Passive recharge burst spinal cord stimulation provides sustainable improvements in pain and psychosocial function

Timothy Deer

Passive recharge burst spinal cord stimulation (B-SCS) can alleviate pain intensity, psychological distress, and improve physical function and health-related quality of life out to two years, according to latest data from the TRIUMPH study.

This prospective, international, multicentre, single-arm, post-market study—the 24-month findings of which were recently published in the journal Spine by Timothy Deer (The Spine and Nerve Centre of the Virginias, Charleston, USA) et al—aimed to assess the long-term safety and efficacy of spinal cord stimulation using a passive recharge burst stimulation design for chronic intractable pain in the trunk and/or limbs.

According to the researchers, B-SCS “uniquely mimics neuronal burst firing patterns in the nervous system and has been shown to modulate the affective and attentional components of pain processing”.

Study participants received a permanent SCS implant—either a Prodigy, Prodigy MRI, or Proclaim Elite implantable pulse generator; Abbott)—and returned for follow-up at six, 12, 18 and 24 months.  The latest 24-month data show that significant improvements in physical, mental and emotional functioning that were seen at six months, were also maintained out to two years.

Pain catastrophising scale (PCS) scores dropped below the population norm.
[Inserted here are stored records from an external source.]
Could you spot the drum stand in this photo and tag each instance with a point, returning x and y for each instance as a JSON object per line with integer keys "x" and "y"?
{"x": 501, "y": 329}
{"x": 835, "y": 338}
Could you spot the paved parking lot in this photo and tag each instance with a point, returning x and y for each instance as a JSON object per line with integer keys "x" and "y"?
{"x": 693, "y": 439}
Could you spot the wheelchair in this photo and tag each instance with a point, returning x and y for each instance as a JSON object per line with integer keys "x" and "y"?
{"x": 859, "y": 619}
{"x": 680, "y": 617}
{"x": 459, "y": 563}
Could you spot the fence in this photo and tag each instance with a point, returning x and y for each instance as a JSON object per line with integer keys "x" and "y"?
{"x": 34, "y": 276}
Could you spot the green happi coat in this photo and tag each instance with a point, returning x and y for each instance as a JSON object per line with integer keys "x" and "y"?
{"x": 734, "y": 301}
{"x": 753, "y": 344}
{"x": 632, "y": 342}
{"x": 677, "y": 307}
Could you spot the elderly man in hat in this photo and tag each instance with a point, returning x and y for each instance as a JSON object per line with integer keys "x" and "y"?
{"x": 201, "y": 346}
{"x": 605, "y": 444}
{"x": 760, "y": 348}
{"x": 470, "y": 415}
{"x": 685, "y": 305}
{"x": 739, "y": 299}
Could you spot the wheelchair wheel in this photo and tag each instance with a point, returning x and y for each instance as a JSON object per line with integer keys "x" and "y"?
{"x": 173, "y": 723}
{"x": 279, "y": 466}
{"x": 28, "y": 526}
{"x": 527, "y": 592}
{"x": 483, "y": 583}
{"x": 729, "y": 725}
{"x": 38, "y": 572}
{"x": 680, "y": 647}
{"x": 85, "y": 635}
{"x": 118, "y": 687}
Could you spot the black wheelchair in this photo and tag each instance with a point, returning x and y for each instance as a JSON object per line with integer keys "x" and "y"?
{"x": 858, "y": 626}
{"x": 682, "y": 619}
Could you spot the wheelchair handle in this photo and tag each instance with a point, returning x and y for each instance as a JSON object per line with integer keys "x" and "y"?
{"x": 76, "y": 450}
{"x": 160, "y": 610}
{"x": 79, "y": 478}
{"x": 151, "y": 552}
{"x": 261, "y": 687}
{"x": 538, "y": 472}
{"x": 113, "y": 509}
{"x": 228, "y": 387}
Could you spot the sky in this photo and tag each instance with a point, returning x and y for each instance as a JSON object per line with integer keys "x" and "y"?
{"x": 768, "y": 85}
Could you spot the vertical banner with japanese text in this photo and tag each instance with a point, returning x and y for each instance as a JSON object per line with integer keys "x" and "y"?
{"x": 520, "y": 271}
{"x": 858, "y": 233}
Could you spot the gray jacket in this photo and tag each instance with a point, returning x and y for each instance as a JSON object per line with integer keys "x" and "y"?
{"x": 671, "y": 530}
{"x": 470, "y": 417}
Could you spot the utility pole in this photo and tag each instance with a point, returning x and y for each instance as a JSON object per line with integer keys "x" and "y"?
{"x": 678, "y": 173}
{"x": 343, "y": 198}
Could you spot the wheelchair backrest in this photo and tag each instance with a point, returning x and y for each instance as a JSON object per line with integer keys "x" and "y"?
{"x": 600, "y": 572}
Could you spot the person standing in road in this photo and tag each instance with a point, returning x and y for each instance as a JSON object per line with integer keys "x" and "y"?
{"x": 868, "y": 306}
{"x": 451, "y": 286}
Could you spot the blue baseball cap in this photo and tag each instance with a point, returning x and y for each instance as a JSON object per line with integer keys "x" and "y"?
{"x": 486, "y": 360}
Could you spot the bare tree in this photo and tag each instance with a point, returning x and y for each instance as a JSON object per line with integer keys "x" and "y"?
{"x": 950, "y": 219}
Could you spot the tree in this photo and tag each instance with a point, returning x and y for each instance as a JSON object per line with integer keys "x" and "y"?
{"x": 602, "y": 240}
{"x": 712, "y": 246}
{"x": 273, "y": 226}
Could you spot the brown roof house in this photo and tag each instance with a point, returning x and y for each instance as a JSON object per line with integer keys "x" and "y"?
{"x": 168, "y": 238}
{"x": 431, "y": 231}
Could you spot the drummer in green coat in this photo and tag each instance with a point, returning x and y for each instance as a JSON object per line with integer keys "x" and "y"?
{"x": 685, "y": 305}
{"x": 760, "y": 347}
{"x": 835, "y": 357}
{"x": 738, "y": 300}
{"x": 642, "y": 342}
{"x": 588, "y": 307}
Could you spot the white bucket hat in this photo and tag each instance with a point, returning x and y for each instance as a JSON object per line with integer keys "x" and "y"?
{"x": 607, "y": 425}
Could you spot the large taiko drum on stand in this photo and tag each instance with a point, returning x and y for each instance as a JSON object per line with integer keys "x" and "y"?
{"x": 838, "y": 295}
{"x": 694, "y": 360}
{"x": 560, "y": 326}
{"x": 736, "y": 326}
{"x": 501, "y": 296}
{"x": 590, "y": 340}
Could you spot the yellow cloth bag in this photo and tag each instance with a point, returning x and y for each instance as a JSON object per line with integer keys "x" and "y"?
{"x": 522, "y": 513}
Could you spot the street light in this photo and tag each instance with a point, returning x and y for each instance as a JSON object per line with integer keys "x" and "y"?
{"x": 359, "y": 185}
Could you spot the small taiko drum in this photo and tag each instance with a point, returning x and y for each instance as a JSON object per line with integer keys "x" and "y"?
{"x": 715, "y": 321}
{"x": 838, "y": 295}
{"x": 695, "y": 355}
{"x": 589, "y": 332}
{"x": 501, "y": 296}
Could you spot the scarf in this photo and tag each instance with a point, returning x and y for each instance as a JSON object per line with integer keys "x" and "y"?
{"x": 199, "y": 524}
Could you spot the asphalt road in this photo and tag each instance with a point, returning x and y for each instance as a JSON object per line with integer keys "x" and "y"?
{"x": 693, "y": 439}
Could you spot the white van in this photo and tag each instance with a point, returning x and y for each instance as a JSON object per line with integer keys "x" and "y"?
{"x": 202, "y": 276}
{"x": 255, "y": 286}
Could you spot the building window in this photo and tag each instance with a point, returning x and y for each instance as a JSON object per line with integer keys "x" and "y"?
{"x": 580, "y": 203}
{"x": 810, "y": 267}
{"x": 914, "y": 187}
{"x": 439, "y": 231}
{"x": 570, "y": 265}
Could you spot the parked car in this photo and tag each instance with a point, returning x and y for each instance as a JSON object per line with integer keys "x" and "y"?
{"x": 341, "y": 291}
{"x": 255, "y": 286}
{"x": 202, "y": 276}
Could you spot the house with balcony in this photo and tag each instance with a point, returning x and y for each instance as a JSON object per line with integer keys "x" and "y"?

Meanwhile, health-related quality of life on EQ-5D improved across all domains and the mean index score was within one standard deviation of the population norm.

Pain reduction, as measured by a numerical rating scale, was found to be statistically significant (p<0.001) at all timepoints. Patient reported pain relief, a stated percentage of improvement in pain, was consistent at all timepoints at 60%. Patients also reported significant improvements across all other measures including activity levels and impact of pain on daily life. At 24 months, 84% of subjects said they were satisfied and 90% said they would recommend the procedure.

Subjects also decreased their chronic pain medication intake for all categories; 38% reduced psychotropic and muscle relaxants, 46% reduced analgesic, anti-convulsant and non-steroidal anti-inflammatory drugs, and 48% reduced opioid medication.